How to Help With Hypothermia

Hypothermia is a life-threatening condition that can occur if a person gets too cold. (The word literally means “low [body] temperature.”) Here’s how to recognize it and what to do if you are with someone who is showing symptoms.

Know who is at risk

Although hypothermia can happen to anyone, the CDC says the most at risk are older people with inappropriate clothing or heating, babies who sleep in cold rooms, people who spend a lot of time outdoors in cold conditions, and people who use alcohol or drugs. which can affect the regulation of body temperature.

Recognize the symptoms

Symptoms of hypothermia include shaking, exhaustion, and clumsy hands, which at first may seem unusual to someone in freezing temperatures. But they can be signs of hypothermia, as well as confusion, memory loss, slurred speech, and drowsiness. If someone has drunk alcohol, do not think they are drunk; consider that they could have hypothermia. Infants experiencing hypothermia may be lethargic and have cold, bright red skin.

Seek medical attention

Hypothermia is a medical emergency, so call 911 if possible. If you have a thermometer, note that the person with hypothermia has a temperature below 95 degrees Fahrenheit.

If the person loses consciousness or seems to have no pulse, start CPR immediately. (This is an emergency and you should also ask someone to call 911, and you should also try to warm him up as described below.) Continue CPR until help arrives or until the person answers.

Warm the person thoroughly

If you are unable to seek medical attention right away, or if you need to wait a bit, the CDC suggests doing the following:

If possible, take the person to a warm place (indoors or in a place most protected from light) and remove all wet clothing. (People can have hypothermia in cold, wet clothes, even if the weather is a little chilly.)

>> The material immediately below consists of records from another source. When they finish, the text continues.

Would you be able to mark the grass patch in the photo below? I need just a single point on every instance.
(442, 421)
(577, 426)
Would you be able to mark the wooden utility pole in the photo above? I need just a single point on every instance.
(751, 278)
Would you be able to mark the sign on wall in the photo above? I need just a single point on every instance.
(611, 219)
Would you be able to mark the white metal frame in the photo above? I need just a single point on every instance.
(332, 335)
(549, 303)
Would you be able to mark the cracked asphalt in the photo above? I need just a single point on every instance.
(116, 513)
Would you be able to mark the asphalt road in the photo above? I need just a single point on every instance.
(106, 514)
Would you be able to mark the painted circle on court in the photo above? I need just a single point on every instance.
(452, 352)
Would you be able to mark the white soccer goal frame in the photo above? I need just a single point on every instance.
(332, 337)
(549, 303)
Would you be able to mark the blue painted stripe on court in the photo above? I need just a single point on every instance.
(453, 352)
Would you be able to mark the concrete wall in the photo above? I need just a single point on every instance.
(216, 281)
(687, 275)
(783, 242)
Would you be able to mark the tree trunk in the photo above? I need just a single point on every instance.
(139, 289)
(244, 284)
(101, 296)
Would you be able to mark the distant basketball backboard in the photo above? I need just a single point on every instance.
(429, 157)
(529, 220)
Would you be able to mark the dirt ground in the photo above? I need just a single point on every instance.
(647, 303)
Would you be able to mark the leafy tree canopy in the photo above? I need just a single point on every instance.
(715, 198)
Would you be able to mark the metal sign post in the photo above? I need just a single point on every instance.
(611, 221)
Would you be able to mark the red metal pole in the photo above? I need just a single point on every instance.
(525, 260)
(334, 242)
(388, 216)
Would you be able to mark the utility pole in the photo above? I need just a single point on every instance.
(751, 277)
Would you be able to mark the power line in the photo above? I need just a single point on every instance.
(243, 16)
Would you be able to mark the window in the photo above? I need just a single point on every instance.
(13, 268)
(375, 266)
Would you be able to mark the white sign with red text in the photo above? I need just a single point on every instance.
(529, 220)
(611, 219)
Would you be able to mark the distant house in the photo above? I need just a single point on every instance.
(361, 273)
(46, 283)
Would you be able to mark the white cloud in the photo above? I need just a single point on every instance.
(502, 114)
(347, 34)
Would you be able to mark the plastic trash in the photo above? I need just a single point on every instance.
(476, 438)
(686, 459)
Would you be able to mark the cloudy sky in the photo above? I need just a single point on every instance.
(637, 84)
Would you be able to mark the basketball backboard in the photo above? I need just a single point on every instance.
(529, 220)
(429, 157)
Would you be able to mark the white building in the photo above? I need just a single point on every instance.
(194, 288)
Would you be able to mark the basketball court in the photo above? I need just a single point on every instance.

Gently warm up the main body of the person, including their head and torso. Electric blankets or skin-to-skin contact under dry blankets may help. Warm drinks like tea can help warm a person from the inside, but never try to water an unconscious person.

Once the person’s body temperature returns to normal, wear dry clothing or blankets and seek medical attention as soon as possible.

A person with hypothermia may also have frostbite , which usually affects the limbs. Of the two, hypothermia is the more important medical problem, so take care of this before worrying about your fingers and toes.